Alaris co-founder Stephen Reid is the chief executive of FA Capital and billionaire Clay Riddell, an oil-patch tycoon and savvy investor who backed Alaris from its earliest days, is also a major backer of the new company.

To understand how FA Capital is different, you first have to understand how traditional private equity works. Typically, a PE firm will gain control of the target company and pay for much of the purchase price by having the company borrow more money. Usually the PE firm will want to own a very large percentage of the company, if not all of it. PE firms also usually like to have a lot of say in the running of the business. This isn't necessarily a bad thing because they can sometimes add value.

But here's the problem, as Mr. Reid explained it to me: The entrepreneurs who built the businesses are often the best people to run them, particularly if they're still growing at a decent clip. But entrepreneurs don't like being told what to do. Plus, many entrepreneurs want to take some money off the table but also want to maintain a bigger stake in the business than is typically offered by a traditional PE.

There are alternatives, companies such as Alaris, which provide cash in exchange for a top-line, usually single-digit royalty. But this creates a problem not for the owners of the target company but for the investors in the public company.

"Royalty companies end up taking equity risk but not getting equity rewards for it," Mr. Reid says.

Looking at what's happened with Alaris, it's hard to argue the point: A couple of the firm's investments soured, which drove the stock price down about 30 per cent in the past year or so.

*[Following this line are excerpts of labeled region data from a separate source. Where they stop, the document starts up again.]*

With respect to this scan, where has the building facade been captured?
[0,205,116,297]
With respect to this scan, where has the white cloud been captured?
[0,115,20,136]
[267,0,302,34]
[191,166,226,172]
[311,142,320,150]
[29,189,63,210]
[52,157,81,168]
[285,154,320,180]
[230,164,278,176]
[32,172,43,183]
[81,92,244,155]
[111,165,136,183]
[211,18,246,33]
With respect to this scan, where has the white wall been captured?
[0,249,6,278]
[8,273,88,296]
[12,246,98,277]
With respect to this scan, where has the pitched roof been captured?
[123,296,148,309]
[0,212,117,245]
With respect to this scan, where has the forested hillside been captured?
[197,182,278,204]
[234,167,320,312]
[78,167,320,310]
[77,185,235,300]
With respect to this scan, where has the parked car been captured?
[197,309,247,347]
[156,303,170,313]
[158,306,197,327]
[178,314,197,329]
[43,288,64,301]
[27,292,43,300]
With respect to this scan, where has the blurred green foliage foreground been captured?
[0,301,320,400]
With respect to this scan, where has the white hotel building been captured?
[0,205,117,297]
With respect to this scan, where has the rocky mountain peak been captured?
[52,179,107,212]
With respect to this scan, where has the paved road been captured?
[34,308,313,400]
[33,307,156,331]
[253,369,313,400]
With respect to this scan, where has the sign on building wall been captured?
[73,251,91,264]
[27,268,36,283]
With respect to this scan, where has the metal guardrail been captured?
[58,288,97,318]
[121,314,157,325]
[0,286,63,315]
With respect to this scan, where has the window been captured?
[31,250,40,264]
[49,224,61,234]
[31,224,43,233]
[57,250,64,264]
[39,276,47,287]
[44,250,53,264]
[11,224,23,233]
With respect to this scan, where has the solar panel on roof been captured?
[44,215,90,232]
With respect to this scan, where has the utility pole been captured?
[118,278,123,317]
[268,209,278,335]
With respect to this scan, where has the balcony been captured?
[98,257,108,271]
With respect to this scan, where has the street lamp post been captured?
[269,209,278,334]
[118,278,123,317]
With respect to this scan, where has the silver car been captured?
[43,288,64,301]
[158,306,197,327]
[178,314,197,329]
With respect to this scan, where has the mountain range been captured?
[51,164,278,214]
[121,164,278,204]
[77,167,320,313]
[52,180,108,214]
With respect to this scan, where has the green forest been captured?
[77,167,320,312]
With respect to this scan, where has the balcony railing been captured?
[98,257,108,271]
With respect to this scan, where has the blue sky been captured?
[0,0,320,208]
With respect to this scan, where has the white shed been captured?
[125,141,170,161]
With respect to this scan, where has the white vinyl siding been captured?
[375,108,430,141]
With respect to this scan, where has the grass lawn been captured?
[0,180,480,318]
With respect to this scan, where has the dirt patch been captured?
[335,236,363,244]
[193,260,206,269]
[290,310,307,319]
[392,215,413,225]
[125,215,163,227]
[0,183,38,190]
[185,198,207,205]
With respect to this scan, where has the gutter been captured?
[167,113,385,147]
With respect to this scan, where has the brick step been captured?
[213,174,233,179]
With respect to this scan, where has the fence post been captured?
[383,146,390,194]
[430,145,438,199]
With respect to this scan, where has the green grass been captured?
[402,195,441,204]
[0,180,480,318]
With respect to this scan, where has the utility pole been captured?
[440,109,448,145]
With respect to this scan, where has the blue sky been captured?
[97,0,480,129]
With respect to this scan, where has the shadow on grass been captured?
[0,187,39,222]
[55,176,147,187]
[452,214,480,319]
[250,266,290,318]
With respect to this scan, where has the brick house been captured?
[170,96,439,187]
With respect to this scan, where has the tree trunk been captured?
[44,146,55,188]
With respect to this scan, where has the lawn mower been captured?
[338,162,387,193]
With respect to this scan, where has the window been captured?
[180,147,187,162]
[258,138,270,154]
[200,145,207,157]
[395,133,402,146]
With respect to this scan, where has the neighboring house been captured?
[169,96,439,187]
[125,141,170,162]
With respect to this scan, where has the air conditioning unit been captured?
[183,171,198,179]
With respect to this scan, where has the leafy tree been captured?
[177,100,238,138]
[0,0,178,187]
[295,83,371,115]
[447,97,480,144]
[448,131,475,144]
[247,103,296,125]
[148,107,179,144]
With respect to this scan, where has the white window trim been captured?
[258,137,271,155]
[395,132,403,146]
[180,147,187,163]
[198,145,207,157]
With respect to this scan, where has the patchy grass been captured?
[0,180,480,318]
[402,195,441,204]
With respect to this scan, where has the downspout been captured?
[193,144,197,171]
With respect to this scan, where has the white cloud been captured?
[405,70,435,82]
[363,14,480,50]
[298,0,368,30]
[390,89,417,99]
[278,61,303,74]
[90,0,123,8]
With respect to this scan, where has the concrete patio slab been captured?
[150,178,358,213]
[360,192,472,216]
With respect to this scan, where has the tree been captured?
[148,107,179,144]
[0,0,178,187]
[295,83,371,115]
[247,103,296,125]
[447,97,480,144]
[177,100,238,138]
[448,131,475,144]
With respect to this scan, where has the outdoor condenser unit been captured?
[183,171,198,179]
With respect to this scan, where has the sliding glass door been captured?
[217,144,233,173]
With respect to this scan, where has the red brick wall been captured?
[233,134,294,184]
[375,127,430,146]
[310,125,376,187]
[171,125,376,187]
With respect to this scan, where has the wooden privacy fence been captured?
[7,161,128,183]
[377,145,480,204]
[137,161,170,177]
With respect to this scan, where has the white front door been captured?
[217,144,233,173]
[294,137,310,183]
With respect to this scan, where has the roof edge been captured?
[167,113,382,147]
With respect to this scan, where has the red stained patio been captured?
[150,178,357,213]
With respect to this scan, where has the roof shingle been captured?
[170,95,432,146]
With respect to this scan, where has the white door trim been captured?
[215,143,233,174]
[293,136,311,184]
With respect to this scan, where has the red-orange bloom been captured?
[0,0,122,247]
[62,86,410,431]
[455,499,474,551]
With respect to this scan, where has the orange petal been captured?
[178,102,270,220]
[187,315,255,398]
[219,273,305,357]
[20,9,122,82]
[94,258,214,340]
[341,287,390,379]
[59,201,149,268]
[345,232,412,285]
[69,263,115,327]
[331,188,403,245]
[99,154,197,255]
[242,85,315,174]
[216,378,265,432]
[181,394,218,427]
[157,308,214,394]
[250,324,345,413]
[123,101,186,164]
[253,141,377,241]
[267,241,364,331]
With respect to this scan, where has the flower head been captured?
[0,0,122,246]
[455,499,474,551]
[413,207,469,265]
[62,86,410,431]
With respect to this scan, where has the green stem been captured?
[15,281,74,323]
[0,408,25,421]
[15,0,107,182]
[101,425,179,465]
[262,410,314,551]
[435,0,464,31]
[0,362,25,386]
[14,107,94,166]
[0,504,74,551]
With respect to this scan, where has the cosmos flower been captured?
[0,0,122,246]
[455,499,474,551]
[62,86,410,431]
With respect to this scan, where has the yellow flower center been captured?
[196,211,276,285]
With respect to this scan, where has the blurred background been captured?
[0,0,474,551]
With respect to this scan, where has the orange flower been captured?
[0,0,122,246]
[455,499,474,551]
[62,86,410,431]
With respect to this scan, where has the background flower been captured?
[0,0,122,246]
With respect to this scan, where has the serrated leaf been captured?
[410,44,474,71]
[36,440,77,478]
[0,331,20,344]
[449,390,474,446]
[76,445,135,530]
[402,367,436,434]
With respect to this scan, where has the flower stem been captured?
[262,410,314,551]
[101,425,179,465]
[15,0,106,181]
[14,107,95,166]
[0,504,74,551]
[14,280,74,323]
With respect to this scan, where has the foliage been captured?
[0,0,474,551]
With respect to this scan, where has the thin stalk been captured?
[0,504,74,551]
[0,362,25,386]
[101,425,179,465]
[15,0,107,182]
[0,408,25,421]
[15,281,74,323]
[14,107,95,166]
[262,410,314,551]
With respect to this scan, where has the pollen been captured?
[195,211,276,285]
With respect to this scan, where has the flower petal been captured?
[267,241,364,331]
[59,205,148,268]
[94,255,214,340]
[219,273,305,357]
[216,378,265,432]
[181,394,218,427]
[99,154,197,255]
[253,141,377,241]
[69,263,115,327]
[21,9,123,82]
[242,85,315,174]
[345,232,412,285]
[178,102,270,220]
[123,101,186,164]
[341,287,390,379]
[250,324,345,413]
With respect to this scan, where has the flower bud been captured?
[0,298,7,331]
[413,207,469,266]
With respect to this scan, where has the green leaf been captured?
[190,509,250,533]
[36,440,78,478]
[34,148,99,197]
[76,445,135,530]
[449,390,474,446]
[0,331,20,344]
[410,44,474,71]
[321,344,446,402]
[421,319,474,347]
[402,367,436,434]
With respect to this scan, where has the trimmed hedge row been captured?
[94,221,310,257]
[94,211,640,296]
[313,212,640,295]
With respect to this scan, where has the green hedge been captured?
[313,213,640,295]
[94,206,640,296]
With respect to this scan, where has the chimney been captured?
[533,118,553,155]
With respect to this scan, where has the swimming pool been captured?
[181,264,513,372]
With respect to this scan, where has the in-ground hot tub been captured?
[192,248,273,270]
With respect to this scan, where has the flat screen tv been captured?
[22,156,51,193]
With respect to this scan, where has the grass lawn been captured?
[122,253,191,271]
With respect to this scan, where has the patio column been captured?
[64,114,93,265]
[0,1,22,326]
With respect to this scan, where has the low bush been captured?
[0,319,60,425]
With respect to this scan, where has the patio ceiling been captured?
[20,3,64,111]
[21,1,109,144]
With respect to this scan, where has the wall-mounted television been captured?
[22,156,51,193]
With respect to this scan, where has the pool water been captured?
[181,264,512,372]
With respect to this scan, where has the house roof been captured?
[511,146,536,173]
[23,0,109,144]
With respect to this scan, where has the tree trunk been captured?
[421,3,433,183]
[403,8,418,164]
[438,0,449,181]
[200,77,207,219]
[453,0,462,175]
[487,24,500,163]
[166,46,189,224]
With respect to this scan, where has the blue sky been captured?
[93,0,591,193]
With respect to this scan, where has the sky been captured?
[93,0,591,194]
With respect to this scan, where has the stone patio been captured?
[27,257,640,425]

It was with all this in mind that Mr. Reid started looking for a new model that would avoid these pitfalls, and he came up with the concept behind Founders Advantage.

To illustrate, consider the firm's largest deal to date, Dominion Lending Centres, a major mortgage brokerage firm. Founded a decade ago, Dominion has grown to become the dominant competitor in its field with 40-per-cent market share, little debt and a stable business. It's a private-equity buyer's dream.

When co-founder Gary Mauris, a serial entrepreneur with two previous wins under his belt, decided to entertain offers to take some cash off the table, he was approached by a number of firms.

He opted to accept FA Capital's offer despite the fact it was lower than others. He declined some bidders because they wanted to buy all of the company. He turned down other PE offers because he disliked the idea of having outsiders tell him what to do and also because they wanted Dominion to borrow a lot of money to help pay for the acquisition.

"It didn't make sense," Mr. Mauris says. "They were buying me out with my own money."

He ended up doing a deal with Mr. Reid who offered to buy 60 per cent of the firm with a majority of the board seats.

But here's the twist: While Mr. Mauris and his partner are entitled to 40 per cent of the base profits, they are also entitled to 70 per cent of any increase in those profits.

The reason this works is that it gives founders – a small business's greatest assets – the incentive to keep working hard rather than taking their money and going to the beach.

"It was very smart of them," Mr. Mauris says. "If you're an entrepreneur in your thirties, forties or early fifties and still have energy and plans this is the best kind of deal. These guys are going to win more mandates."

Dominion has been active with acquisitions since doing the deal and Mr. Mauris believes he could double earnings before he's ready to call it a day. Putting that in perspective, the biggest bid Dominion received was signficantly higher than the offer they accepted. If Dominion doubles its earnings and is then sold for the same higher multiple, my calculations say FA Capital will triple its investment, not even counting distributions.

And if you doubt that Mr. Mauris believes in the FA model, you shouldn't. While he and his partner weren't offered shares as part of the purchase price, they asked for them and are now among the biggest shareholders of the company.

Disclosure: The author personally owns shares in Founders Advantage Capital Corp.